Yes, it's pretty much the simplest possible recovery algorithm. It's not good :laughing:
I'm not sure how that would be implemented here, though, as I looks to me as if inside bump_closing_token there is no info what the next higher context would be, so it seems hard to test whether the next token would be valid there, right?
Right. My understanding is that we'd have to manually push onto a stack of parent contexts as we recursively call the parsing functions. Essentially we're keeping a "shadow stack" which mirrors the actual program stack but is accessible at the source level.
It's not the worst thing ever and maybe could even be automated with a macro to wrap a push/pop around every parse_* function call body. But it's also not lovely. IIRC the rust-analyzer parser also does this kind of thing.
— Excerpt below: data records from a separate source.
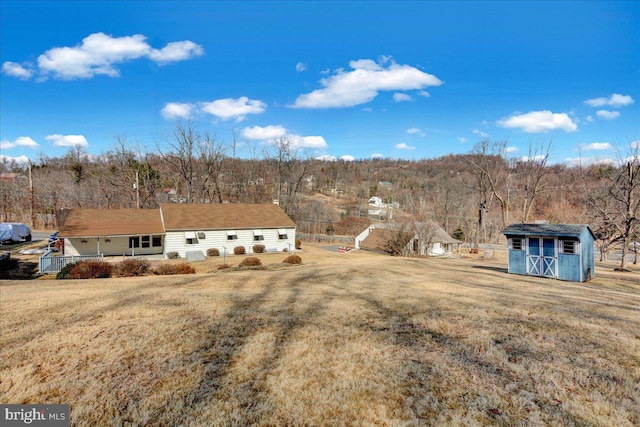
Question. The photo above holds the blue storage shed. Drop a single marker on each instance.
(561, 251)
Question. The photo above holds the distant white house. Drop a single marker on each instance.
(422, 238)
(378, 209)
(177, 227)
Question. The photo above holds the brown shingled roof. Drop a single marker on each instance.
(178, 216)
(111, 222)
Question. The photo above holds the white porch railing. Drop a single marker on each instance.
(53, 264)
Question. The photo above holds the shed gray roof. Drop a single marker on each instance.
(546, 229)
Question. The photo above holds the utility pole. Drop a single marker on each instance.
(31, 197)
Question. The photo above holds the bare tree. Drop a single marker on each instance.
(615, 202)
(492, 171)
(535, 169)
(211, 156)
(290, 174)
(181, 158)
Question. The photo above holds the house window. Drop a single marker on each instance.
(190, 237)
(282, 234)
(569, 246)
(516, 244)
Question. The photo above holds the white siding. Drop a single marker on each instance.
(360, 237)
(175, 241)
(116, 246)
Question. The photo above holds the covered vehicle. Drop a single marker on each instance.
(14, 232)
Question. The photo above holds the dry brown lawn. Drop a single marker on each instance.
(343, 339)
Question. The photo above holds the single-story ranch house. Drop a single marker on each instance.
(177, 227)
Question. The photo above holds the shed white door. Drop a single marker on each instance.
(542, 257)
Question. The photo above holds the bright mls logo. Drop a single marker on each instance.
(35, 415)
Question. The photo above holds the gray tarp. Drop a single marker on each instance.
(13, 231)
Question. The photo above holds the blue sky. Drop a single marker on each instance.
(343, 80)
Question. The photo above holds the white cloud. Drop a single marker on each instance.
(362, 85)
(176, 51)
(67, 140)
(404, 146)
(415, 131)
(272, 132)
(230, 108)
(17, 70)
(401, 97)
(20, 159)
(308, 141)
(539, 122)
(99, 54)
(597, 146)
(608, 115)
(616, 100)
(22, 141)
(266, 133)
(177, 110)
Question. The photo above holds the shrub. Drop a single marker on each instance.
(293, 259)
(131, 268)
(64, 271)
(250, 262)
(171, 269)
(91, 270)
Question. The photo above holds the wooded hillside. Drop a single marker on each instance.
(479, 193)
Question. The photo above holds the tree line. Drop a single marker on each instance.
(479, 192)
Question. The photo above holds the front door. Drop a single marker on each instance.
(549, 257)
(541, 257)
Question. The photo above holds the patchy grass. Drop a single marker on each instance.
(356, 339)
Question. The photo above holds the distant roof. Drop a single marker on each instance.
(546, 229)
(111, 222)
(377, 238)
(206, 216)
(429, 229)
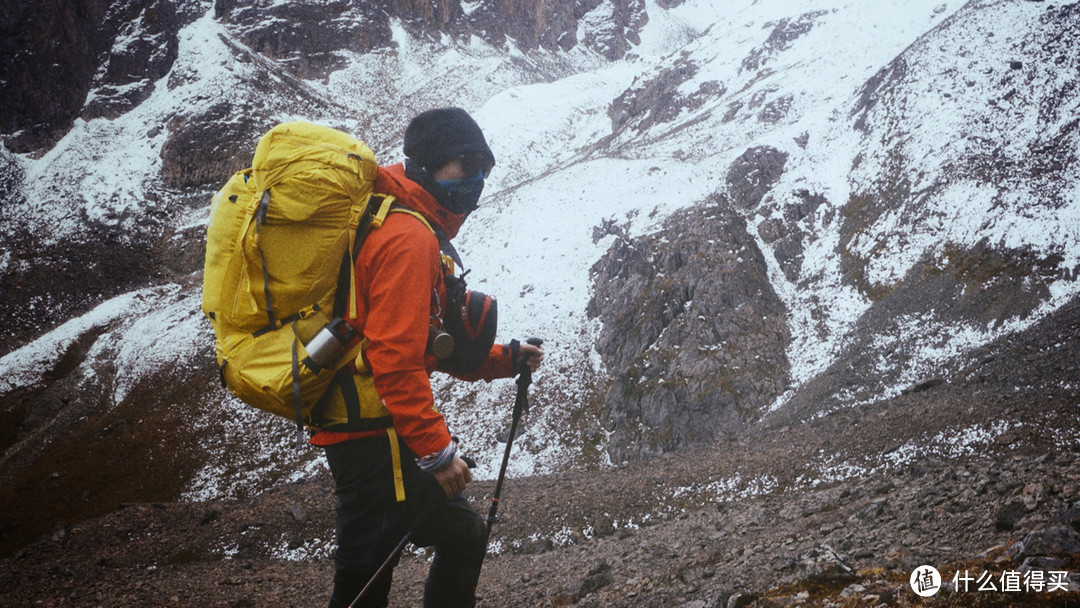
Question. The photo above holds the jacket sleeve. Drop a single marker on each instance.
(403, 270)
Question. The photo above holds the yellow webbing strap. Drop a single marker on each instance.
(380, 215)
(395, 456)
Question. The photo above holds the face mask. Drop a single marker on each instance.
(462, 193)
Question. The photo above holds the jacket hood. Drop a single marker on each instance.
(392, 180)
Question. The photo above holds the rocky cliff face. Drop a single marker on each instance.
(728, 221)
(693, 335)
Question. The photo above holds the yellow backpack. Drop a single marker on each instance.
(279, 274)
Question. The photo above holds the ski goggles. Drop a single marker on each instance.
(475, 164)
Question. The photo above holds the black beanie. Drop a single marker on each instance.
(437, 136)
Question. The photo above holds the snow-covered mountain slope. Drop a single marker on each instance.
(904, 174)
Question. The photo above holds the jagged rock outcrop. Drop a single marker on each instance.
(753, 175)
(656, 99)
(693, 335)
(55, 53)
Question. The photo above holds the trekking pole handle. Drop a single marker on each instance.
(524, 368)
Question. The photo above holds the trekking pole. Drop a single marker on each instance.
(382, 569)
(521, 406)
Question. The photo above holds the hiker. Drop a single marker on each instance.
(405, 475)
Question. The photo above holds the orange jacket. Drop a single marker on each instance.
(399, 272)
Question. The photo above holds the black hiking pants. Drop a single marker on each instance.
(370, 523)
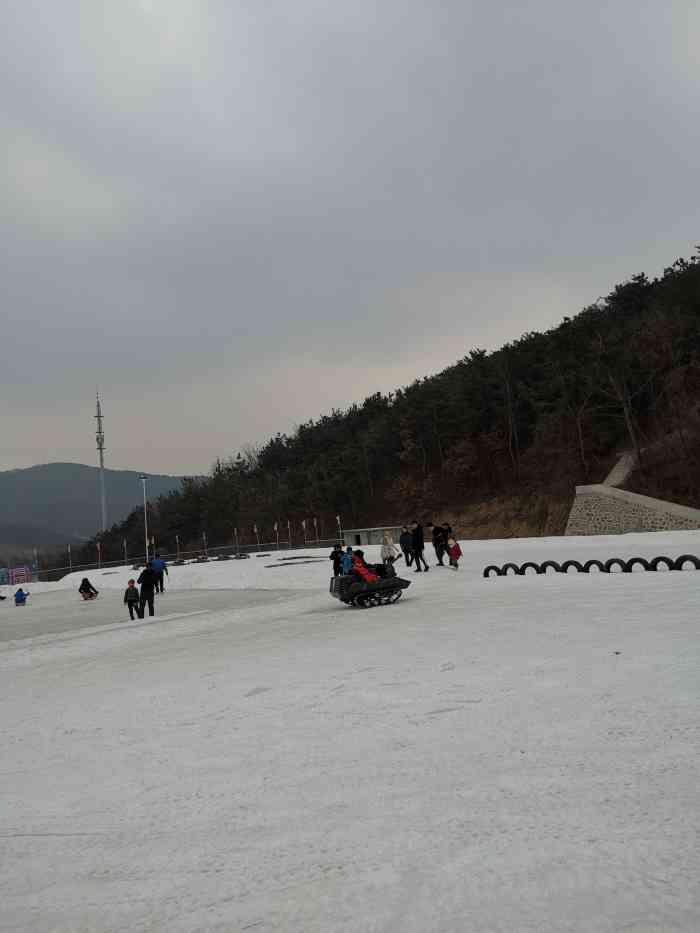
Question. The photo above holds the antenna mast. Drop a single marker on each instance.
(100, 437)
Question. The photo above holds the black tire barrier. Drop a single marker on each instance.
(615, 562)
(608, 566)
(496, 570)
(633, 561)
(571, 563)
(679, 561)
(657, 561)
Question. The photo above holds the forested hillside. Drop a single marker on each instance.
(496, 442)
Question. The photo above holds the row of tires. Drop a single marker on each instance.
(613, 565)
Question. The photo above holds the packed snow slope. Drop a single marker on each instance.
(506, 754)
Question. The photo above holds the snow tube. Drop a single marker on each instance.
(679, 561)
(615, 562)
(633, 561)
(497, 571)
(513, 567)
(657, 561)
(571, 563)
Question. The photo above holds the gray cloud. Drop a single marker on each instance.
(234, 216)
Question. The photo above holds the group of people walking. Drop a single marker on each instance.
(412, 543)
(411, 546)
(152, 581)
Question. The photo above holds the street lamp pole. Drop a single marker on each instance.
(143, 478)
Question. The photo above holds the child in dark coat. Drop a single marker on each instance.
(131, 600)
(454, 552)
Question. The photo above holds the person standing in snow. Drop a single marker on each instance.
(437, 533)
(454, 552)
(346, 560)
(336, 556)
(418, 546)
(132, 600)
(87, 590)
(406, 545)
(161, 568)
(389, 550)
(148, 581)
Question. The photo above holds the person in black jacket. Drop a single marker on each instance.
(148, 580)
(87, 590)
(406, 545)
(418, 542)
(336, 556)
(439, 539)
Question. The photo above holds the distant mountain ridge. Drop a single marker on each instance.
(59, 503)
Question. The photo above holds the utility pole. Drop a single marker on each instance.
(100, 437)
(143, 478)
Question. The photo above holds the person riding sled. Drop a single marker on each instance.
(360, 569)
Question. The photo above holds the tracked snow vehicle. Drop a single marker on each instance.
(351, 590)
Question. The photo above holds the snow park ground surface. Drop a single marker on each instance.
(505, 754)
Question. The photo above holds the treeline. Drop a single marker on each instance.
(538, 416)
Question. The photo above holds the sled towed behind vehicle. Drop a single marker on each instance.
(351, 590)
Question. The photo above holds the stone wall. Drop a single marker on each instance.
(604, 510)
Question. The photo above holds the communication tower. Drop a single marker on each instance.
(100, 437)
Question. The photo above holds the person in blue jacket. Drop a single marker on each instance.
(160, 568)
(346, 561)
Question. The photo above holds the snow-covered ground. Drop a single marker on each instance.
(511, 754)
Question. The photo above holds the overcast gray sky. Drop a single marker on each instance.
(233, 216)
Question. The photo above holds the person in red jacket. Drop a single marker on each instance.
(360, 568)
(454, 552)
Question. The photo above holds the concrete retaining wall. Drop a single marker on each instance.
(604, 510)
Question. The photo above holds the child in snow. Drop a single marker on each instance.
(346, 561)
(87, 590)
(454, 552)
(336, 556)
(131, 600)
(361, 570)
(389, 550)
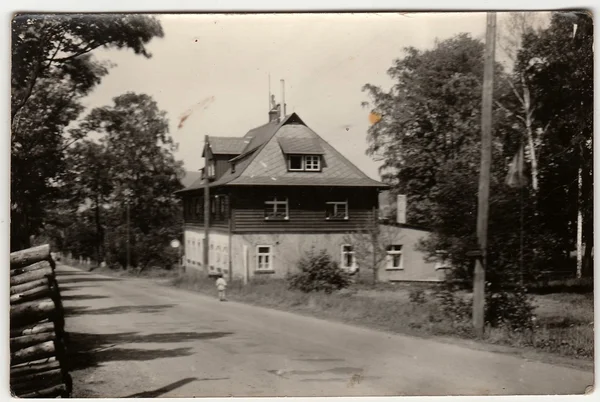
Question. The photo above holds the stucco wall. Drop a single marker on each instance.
(288, 248)
(414, 266)
(218, 257)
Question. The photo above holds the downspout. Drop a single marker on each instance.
(230, 227)
(206, 207)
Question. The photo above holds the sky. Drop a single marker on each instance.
(215, 69)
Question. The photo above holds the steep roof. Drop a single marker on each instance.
(300, 146)
(226, 145)
(262, 162)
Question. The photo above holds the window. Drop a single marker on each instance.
(309, 163)
(277, 209)
(312, 162)
(211, 169)
(296, 162)
(198, 202)
(336, 210)
(394, 257)
(264, 260)
(348, 260)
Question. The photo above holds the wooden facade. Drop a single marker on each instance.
(307, 209)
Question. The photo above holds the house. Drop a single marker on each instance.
(274, 194)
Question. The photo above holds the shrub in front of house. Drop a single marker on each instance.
(318, 273)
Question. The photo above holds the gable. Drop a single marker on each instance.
(226, 145)
(262, 162)
(269, 166)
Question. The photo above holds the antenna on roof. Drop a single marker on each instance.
(283, 97)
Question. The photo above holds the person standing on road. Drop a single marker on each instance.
(221, 286)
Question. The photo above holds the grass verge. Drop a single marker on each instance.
(564, 322)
And it seems like a reasonable amount of engineering effort to get something a lot better than what we have now.
I still don't think that kind of heuristic can ever be "really great", but if it's fairly easy it could be a worthwhile win.
https://github.com/dotnet/roslyn/issues/16151#issuecomment-269741300 is interesting. I would imagine that in the case I linked to, we detect that a closing ) is missing, and then bubble up one level and continue parsing normally, as if that ) was there, right?
Btw if someone has the energy to make an experimental prototype of this and demonstrate what it could give us - and what the cost is in code complexity - that would be amazing. Doesn't have to be fancy - just a demo to give a taste.
I'm really busy right now so I can't write the code but I could look at a prototype.